As we live through yet another wave of Covid-19 and face new variants of the disease, I am reminded of another period in our history which put fear into the hearts of many of our parents and grandparents back in the 1940’s and 1950’s: the polio epidemic. My family knew children who died from this dreaded disease and many of us have had friends who have had to live with its life changing and often devastating effects.
I was reminded of this when I read a recent CBC newsletter forwarded to me by a member my congregation. (Thanks, Maria!) Author Nicole Mortillaro builds on the research of philosopher Roman Krznaric, who recently published the book The Good Ancestor: A Radical Prescription for Long-Term Thinking. Quoting Krznaric, Mortillaro notes that Jonas Salk, who developed the first polio vaccine back in the 1950’s, was also very concerned about the proliferation of nuclear weapons. In a warning he issued to his fellow world citizens, Salk asked an important question, “Are we being good ancestors?”
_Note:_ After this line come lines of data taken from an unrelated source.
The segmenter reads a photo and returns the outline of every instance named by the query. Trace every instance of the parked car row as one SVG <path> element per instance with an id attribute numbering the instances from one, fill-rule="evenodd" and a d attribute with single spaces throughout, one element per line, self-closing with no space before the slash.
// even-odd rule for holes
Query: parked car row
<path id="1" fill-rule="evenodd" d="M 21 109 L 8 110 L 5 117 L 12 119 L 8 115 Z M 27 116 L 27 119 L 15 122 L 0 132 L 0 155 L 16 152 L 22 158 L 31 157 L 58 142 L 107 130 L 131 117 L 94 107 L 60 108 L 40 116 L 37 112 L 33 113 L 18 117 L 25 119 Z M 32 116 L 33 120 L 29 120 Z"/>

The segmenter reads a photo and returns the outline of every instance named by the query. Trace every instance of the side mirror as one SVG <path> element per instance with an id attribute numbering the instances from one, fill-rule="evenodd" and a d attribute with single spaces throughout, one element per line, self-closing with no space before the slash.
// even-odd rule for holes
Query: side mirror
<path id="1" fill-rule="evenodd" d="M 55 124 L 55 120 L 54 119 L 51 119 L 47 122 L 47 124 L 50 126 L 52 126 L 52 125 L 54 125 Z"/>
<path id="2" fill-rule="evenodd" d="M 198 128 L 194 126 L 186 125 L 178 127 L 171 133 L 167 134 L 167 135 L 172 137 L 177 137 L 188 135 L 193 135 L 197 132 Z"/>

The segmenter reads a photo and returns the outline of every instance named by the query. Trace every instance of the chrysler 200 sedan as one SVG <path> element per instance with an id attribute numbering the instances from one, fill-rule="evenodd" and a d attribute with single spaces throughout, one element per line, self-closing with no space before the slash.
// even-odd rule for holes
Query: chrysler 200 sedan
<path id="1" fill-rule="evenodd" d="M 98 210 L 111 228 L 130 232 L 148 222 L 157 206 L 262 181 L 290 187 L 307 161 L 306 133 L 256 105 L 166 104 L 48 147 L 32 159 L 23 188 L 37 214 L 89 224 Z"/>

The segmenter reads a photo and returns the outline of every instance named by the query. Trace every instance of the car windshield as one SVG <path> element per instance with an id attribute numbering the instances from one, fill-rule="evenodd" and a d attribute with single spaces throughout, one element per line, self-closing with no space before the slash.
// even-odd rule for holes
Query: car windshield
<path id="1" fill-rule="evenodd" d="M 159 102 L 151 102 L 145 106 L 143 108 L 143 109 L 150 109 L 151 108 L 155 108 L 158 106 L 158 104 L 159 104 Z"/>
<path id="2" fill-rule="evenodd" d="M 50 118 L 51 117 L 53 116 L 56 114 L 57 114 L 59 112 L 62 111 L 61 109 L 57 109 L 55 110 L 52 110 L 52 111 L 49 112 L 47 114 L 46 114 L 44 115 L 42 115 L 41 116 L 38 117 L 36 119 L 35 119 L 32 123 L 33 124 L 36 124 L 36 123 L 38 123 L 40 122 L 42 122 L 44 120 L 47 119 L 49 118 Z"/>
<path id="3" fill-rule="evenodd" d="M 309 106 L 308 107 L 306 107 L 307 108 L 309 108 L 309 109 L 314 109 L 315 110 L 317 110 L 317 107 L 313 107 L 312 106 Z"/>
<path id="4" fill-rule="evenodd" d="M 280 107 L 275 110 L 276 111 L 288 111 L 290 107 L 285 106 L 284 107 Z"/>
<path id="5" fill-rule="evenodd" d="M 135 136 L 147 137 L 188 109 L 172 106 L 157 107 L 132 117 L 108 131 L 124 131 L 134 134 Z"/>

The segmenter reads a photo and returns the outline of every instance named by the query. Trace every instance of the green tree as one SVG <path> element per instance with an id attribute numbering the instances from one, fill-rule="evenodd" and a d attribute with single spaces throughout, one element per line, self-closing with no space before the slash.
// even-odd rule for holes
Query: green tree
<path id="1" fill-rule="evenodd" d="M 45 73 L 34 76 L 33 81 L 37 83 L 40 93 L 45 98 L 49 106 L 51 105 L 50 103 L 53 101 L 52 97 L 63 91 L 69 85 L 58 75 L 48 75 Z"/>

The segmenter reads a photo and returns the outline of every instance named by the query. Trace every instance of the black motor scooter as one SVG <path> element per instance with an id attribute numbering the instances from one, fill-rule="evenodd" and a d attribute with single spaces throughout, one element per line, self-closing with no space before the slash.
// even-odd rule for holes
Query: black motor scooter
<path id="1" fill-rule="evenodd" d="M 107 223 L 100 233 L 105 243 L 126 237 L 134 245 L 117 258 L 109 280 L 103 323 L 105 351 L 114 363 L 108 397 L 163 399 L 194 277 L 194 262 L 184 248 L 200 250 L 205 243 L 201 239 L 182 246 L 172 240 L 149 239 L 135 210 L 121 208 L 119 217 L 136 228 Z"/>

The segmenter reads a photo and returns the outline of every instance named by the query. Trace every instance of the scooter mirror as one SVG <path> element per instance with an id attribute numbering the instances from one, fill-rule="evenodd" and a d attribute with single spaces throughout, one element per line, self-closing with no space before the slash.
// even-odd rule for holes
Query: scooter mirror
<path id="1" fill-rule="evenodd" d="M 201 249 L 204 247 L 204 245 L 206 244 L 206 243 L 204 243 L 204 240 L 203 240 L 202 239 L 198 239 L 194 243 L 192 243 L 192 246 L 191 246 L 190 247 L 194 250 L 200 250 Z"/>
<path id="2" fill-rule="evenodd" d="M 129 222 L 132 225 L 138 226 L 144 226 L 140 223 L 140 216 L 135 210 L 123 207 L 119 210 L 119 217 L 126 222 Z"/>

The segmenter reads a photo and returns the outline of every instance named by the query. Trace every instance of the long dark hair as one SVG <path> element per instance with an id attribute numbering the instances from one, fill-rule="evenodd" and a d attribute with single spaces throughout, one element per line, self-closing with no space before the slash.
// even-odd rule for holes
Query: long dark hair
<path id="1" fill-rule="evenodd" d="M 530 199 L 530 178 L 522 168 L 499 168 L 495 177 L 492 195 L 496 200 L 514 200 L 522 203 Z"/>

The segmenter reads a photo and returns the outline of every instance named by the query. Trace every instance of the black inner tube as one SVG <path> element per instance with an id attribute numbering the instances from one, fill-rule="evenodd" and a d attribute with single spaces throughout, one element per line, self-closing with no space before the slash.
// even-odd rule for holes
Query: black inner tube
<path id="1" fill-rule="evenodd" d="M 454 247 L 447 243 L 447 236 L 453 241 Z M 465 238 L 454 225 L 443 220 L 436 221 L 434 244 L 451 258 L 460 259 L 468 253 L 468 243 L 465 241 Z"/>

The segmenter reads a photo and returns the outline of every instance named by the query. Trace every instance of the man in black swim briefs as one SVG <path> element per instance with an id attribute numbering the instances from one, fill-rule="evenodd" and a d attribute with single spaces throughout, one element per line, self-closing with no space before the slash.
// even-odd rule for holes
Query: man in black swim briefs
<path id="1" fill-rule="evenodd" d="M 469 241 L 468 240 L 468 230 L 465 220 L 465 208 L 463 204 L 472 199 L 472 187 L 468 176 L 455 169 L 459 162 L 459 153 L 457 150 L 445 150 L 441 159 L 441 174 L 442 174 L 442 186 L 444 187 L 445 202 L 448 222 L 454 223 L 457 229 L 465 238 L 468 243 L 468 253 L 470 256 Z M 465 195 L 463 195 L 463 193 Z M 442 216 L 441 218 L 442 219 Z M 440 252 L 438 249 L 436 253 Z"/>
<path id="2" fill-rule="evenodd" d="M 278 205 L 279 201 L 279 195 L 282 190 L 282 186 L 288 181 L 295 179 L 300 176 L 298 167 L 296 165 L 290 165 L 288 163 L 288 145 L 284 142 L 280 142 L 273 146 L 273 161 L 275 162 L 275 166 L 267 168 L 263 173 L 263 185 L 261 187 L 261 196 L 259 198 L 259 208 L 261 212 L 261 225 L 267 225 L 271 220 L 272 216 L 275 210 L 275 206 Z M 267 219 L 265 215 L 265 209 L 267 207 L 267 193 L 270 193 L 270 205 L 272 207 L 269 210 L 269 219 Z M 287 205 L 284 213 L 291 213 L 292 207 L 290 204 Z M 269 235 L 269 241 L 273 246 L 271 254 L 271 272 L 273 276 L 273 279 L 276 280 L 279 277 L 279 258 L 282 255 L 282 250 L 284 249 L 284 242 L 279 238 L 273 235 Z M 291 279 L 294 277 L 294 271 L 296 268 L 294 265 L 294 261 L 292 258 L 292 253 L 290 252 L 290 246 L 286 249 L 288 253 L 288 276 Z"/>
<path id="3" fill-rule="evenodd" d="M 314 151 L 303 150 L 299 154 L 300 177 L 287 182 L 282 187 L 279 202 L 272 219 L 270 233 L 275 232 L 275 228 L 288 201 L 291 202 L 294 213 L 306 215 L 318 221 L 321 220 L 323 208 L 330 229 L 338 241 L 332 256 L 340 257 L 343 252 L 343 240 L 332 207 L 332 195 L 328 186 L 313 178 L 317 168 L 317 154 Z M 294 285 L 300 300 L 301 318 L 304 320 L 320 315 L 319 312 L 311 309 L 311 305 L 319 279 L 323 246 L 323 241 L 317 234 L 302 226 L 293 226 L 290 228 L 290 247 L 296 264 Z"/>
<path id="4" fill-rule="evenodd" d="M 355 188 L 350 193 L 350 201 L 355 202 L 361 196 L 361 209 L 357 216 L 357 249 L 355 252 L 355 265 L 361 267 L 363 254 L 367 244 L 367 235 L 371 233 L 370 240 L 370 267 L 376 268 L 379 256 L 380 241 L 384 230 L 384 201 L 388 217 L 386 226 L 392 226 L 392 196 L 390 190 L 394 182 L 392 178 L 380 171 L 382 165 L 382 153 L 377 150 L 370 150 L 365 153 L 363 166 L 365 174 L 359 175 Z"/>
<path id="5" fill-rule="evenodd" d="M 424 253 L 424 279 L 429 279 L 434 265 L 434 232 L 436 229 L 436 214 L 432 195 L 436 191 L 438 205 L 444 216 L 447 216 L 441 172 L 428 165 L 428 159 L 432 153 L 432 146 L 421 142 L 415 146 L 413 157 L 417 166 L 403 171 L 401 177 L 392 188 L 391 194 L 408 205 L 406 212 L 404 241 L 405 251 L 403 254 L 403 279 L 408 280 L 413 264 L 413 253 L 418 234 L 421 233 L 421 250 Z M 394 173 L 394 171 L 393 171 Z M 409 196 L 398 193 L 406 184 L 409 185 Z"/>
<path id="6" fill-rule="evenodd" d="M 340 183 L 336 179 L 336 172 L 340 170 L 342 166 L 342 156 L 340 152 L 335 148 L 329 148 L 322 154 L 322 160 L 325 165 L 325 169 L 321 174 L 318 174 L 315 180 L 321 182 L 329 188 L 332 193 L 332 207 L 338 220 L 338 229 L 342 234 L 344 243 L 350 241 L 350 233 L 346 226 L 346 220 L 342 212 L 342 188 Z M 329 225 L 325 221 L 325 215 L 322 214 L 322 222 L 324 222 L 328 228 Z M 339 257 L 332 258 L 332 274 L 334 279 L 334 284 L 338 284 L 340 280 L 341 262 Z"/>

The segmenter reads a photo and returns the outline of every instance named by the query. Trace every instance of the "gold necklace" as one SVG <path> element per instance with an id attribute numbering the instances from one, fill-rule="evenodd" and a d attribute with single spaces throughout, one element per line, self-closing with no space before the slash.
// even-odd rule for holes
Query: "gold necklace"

This is a good question for us Boomers and older adults too. “Are we being good ancestors?” This is true of so many areas of our lives, but nowhere is the question more urgent than as it relates to the current climate crisis.
Mortillaro outlines how the First Nations’ understanding on decision making is something we urgently need to employ. Indigenous cultures around the world always keep one question before them: how will their present decisions and actions affect those living seven generations in the future? In other words, what sort of legacy are we bequeathing to our children and grandchildren and their great-great-great-great grandchildren? “Are we being good ancestors?” More importantly, what kind of world are we leaving to them and how can we bequeath to them a healthier world by changing how we live now?
I hope you will read Mortillaro’s essay. As Baby Boomers many of us have enjoyed a remarkably affluent lifestyle, filled with far more stuff than we need, while others in our land and in the world have suffered untold misery and poverty. It is time we found ways to cut back so that others today can have the essentials that we take for granted – and so that future generations may simply have life period!